Reframing Your Self-Talk and Inner Narrative

To work through the difficult emotions that arise when being clocked, Adamson emphasized the importance of cautious internal self-talk and crafting a thoughtful narrative about the experience.

She advised against assigning blame or getting caught up in shame and disappointment. Those reactions often worsen and prolong the emotional toll. Instead, one can try to reframe the situation more constructively.

If early in transition or not consistently passing, it can help to expect being clocked and position it as an inevitability for the time being. This grounds one in reality and lessens the sting when it happens. You can tell yourself, “They just don't see me yet, and that's okay because I don’t need their validation.”

For those further into transition who pass more often, being clocked may occasionally happen due to factors like voice, mannerisms, or clothing style that day.

Viewing it as a situational occurrence rather than a major regression can make it less devastating. “Sometimes I pass, sometimes I don’t, and that’s okay. It’s not black and white,” Adamson suggested, telling himself.


Your Self-Worth Comes From Within

Above all, Adamson encouraged anchoring in one’s inner sense of self and gender identity, which cannot be defined by outsiders. She said, “Your identity is not based on how other people define and see you.” Some will inevitably perceive you through their own limiting lens, but that need not distort your self-concept.

Part of building resilience when being clocked involves affirming your core self-worth outside of others’ validation. You know yourself and your gender better than any stranger making a superficial judgment. Holding confidence in your self-knowledge helps external skepticism bounce off you.

Adamson advised people to focus less on “passing” and more on authentic self-expression, regardless of judgments. Even when not perceiving you as you wish, most people respond better when interacting with you genuinely.

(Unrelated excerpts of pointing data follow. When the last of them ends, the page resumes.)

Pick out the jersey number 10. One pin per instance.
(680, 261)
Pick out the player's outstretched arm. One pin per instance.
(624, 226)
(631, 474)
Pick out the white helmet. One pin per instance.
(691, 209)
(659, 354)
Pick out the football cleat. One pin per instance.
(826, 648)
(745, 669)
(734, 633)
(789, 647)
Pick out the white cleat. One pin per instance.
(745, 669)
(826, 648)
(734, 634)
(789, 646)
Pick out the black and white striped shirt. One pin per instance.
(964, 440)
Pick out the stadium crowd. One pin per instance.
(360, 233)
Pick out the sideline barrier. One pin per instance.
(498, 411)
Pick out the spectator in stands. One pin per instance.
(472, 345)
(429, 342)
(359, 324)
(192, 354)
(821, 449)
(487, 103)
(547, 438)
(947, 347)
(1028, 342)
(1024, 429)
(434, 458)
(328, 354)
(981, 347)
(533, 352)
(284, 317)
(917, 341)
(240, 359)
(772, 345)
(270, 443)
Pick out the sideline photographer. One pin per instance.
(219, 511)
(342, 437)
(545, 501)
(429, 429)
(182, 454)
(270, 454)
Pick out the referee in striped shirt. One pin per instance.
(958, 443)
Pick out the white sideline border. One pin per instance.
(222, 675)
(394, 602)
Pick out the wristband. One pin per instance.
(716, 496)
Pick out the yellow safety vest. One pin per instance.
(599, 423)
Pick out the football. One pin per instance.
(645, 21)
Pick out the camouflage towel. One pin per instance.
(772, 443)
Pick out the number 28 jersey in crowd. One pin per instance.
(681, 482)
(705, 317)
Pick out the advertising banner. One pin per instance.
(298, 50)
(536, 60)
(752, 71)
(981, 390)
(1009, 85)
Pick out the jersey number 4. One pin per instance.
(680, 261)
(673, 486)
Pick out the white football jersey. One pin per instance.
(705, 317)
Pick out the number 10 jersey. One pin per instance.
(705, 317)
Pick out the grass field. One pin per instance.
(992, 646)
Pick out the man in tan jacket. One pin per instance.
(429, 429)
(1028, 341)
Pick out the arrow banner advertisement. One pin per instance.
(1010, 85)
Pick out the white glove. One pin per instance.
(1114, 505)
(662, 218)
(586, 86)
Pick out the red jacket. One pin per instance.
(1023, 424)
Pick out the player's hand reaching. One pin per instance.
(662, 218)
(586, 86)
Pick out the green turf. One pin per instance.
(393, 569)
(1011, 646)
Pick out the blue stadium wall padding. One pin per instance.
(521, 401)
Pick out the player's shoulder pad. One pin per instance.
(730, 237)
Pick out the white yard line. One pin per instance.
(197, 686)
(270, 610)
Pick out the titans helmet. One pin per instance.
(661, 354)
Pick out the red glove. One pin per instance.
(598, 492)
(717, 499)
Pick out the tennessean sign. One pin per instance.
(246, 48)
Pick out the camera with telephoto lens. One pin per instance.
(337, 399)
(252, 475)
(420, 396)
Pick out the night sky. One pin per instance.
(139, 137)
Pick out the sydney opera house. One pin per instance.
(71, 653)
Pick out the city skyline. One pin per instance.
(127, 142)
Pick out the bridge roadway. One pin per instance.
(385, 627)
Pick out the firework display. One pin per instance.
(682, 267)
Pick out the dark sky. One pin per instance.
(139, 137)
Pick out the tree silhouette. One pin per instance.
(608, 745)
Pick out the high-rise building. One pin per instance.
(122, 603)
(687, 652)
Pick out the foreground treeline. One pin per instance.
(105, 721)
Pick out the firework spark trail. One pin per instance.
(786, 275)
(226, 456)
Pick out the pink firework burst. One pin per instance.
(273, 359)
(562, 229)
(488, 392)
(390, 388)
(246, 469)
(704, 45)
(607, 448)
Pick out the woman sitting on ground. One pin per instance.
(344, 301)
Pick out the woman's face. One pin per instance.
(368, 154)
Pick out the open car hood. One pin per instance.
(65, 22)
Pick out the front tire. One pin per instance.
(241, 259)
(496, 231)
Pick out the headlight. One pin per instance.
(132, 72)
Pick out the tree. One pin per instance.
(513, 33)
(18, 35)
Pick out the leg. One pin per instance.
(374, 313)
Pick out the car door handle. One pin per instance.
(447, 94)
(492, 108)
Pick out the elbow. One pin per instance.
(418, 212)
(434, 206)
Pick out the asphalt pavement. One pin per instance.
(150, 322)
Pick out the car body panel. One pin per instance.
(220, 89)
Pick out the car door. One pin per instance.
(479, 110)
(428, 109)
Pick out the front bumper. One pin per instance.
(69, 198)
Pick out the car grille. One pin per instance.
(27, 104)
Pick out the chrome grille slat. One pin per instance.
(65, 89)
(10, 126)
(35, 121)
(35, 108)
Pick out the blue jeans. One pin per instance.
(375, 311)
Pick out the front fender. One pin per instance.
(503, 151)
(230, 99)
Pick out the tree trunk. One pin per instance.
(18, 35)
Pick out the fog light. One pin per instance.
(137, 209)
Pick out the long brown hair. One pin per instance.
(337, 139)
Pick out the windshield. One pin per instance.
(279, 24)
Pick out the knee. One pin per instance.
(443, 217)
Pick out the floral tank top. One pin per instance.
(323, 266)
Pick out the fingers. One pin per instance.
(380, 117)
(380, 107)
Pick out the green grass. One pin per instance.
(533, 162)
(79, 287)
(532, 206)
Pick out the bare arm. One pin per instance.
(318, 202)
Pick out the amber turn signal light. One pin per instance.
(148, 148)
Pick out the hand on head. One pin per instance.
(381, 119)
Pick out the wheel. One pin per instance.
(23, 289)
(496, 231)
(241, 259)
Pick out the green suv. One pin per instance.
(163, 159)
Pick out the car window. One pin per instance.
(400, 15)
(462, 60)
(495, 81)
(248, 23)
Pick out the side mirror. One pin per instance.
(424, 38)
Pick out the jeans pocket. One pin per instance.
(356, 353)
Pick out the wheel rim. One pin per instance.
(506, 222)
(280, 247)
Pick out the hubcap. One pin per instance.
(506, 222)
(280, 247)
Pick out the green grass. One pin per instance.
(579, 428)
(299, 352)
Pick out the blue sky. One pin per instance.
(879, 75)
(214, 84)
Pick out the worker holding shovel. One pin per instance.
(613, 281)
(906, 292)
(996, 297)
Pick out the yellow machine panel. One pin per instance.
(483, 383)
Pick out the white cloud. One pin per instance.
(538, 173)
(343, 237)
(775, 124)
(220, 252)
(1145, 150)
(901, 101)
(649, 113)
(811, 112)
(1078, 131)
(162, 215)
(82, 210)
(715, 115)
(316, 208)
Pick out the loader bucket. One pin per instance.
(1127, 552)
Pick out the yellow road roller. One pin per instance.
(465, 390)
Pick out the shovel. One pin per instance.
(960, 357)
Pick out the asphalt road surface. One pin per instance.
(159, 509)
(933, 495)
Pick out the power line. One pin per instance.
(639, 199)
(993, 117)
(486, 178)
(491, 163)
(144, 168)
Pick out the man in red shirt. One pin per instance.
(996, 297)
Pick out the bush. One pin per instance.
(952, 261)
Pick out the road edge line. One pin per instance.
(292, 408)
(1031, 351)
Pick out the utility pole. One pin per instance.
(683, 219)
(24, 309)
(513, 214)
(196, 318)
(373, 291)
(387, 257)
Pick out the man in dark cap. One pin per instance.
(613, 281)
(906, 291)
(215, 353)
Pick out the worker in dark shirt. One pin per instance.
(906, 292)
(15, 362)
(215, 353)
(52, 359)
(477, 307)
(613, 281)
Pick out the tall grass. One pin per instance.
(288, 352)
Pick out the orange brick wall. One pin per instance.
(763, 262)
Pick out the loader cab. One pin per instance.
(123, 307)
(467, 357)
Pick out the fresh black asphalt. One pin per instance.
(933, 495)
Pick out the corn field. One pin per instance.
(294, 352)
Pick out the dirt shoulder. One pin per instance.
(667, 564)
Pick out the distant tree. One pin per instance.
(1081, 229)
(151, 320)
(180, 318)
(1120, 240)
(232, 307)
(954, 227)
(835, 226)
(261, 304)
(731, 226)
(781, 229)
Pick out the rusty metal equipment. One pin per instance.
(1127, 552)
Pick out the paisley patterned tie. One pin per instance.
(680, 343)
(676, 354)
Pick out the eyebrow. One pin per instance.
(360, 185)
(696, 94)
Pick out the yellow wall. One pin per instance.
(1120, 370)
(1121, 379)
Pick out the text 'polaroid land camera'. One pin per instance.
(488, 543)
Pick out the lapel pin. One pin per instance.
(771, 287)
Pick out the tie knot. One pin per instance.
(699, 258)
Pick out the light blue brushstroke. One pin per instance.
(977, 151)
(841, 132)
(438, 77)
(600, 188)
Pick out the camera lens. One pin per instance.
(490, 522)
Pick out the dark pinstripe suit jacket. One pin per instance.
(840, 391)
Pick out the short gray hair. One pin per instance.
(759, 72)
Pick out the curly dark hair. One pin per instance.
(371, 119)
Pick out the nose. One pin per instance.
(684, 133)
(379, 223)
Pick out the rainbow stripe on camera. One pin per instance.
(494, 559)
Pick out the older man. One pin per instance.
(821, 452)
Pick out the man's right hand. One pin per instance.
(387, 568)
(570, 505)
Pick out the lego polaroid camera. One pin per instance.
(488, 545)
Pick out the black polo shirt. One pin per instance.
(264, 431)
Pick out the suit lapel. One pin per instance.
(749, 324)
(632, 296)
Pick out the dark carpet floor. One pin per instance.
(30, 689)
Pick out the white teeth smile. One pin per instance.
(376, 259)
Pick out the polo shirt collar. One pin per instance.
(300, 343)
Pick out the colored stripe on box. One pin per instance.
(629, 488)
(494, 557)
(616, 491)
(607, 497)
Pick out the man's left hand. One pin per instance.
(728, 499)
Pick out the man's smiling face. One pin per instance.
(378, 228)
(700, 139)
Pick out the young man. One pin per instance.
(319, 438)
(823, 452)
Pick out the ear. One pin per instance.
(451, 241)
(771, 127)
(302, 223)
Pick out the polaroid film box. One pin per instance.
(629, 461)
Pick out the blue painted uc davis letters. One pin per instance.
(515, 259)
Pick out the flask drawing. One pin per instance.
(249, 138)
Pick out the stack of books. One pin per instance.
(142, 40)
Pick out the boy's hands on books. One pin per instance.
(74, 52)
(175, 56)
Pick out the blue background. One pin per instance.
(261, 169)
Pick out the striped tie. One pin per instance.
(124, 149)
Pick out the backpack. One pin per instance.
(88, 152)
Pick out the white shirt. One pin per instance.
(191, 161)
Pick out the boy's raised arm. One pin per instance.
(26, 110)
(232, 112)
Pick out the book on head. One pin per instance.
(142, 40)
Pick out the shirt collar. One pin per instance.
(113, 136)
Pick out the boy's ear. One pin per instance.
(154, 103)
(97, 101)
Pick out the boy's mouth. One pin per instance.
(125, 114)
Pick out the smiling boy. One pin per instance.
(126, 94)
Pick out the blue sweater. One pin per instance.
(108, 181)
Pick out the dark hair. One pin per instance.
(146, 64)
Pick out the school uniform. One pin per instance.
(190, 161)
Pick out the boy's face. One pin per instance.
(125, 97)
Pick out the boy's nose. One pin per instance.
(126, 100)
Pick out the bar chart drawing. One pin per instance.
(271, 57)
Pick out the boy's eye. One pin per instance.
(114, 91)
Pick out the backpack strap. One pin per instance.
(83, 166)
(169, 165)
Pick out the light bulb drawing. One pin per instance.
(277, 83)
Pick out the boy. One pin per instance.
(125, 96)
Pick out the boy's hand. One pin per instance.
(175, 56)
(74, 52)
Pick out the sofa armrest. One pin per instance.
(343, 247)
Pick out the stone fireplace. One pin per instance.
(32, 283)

She shared an example of creating connection through authenticity, which transcended being clocked.


Influencing Others' Perceptions Through Your Inner Strength

With compassion for oneself and others, being clocked can become an opportunity to positively influence perceptions. Adamson believes calmly holding your own reality can shift people’s assumptions and create a more accepting co-reality.

By displaying inner security despite outer criticism, you demonstrate the integrity of your identity and normalize its existence. This gradually raises awareness and creates space for more people to live authentically.

While we cannot force or argue others into aligning with our self-concepts, leading by confident example often organically opens minds and dissolves biases over time.

Adamson thus concludes that the real “trans agenda” is simply to live genuinely and change realities for the better.


Key Takeaways: Managing the Emotions of Being Clocked

  • Remember that occasional clocking does not invalidate your gender identity or self-worth
  • Be mindful of your internal narrative; avoid excessive self-blame
  • If early in transition, expect occasional clocking and be self-compassionate
  • Focus on self-validation rather than others’ perceptions
  • Anchor in your stable inner sense of self and gender
  • Lead with authentic self-expression; this shifts perceptions more than arguments
  • Hold your reality calmly and confidently; this positively influences those around you

With insight, patience, and an unshakable self-concept, the difficult feelings that come with being clocked can be overcome.